There were so many lies in Vice President Kamala Harris’ and President Joe Biden’s presentations on guns Thursday that it is hard to know where to start.
Here are just a few of the false ones:
The background check system “has kept more than 3 million firearms out of the hands of dangerous people.”
Since the Brady background checks began in 1994, there have been 3.5 million initial denials. However, it is one thing to stop a felon from buying a gun. It is quite another to stop a law-abiding citizen from buying a gun just because his or her name is similar to a felon’s.
The background check system is a mess, with the mistakes primarily born by minorities through no fault of their own. The error rate for black males is three times their share of the population.
The Charleston Loophole
Biden says that if there had only been more than three days to check Dylann Roof’s background, Roof would have been stopped from buying a gun, thereby preventing the horrible Charleston, S.C., church shooting. But that is a lie.
You can’t buy a gun if you have a felony or certain misdemeanor convictions, or if you are arrested but not yet convicted of a crime with a possible prison sentence of at least one year.
Since Roof’s arrest was for a misdemeanor drug offense, which had a maximum possible sentence of six months, a longer waiting period would not have blocked his gun purchase.
If Democrats want to change the law so that any misdemeanor arrest prevents gun purchases, this would at least be related to the Charleston case. But Democrats want to impose up to a 30-day waiting period without explicitly stating that is their real aim.
If they want a long waiting period, they should make a case for why this would somehow be desirable. Instead, Democrats pretend that their proposal would have stopped the Charleston shooting when their actual goal is to obtain a long waiting period.
Biden said that gunmakers are “exempt from being sued. … This is the only outfit that is exempt from being sued.”
The president claims this is the top change he wants. In fact, however, if gunmakers make defective guns, you can sue them. Likewise, if they break the law (e.g., sell a firearm without a background check), you can sue them.
Biden’s proposal is very different from current law. He wants gun manufacturers held civilly liable for misuse of guns they sell.
This would allow lawsuits against manufacturers and sellers whenever a crime, accident, or suicide occurs with a gun. The straightforward result would be to put gunmakers out of business.
Imagine what would happen to the car industry if similar rules were applied. The National Safety Council estimates that 39,404 Americans died and 4.5 million were injured from car accidents in 2018. Cars are also frequently used to commit crimes.

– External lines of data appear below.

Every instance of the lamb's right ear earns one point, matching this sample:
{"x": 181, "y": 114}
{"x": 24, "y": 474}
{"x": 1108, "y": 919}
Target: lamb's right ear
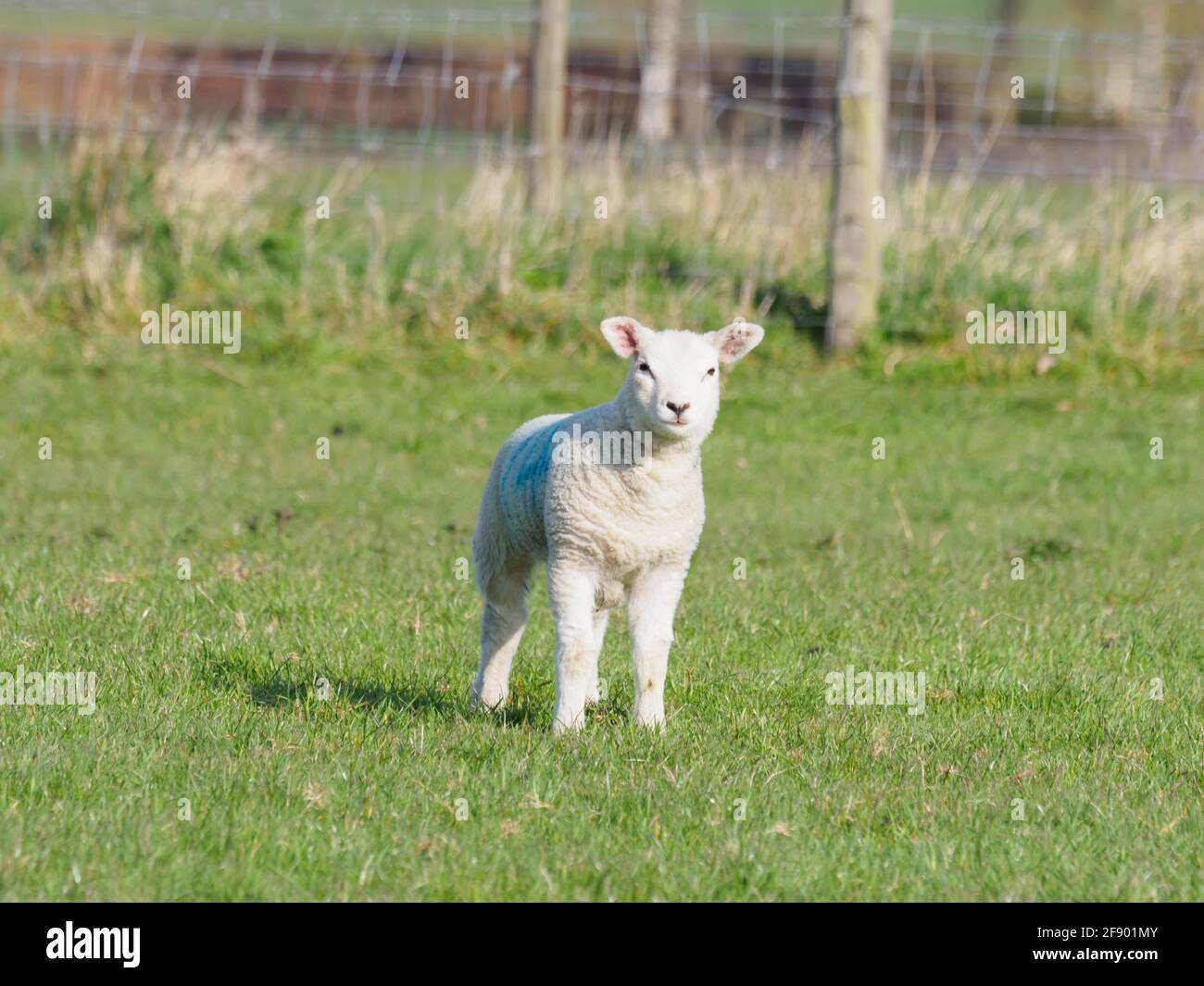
{"x": 624, "y": 333}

“The vast majority of Americans believe there should be [universal] background checks.”
Gun control advocates frequently claim that over 90% of Americans support background checks for private transfers of guns. Yet, the last time such laws were proposed to voters, they rejected them.
When Michael Bloomberg got universal background check initiatives onto Maine and Nevada’s ballots, for example, he lost in Maine by four percentage points and won in Nevada by just 0.8 percentage points.
This tough sledding wasn’t for lack of money. In Maine, Bloomberg outspent his opponents by over six times. In Nevada, he spent an incredible $35.30 per vote — three times more than his opponents. If over 90% of Americans supported these laws, this type of spending would be unnecessary.
He blamed the “historic spike in homicides” on the lack of gun control laws.
No sudden change in gun control laws caused last year’s spike in homicides.
Instead, the real explanation is simple, and something Biden refused to consider: prisons released a large number of inmates because of COVID-19, politicians ordered police to stand down, police department budgets were cut, and prosecutors refused to prosecute criminals.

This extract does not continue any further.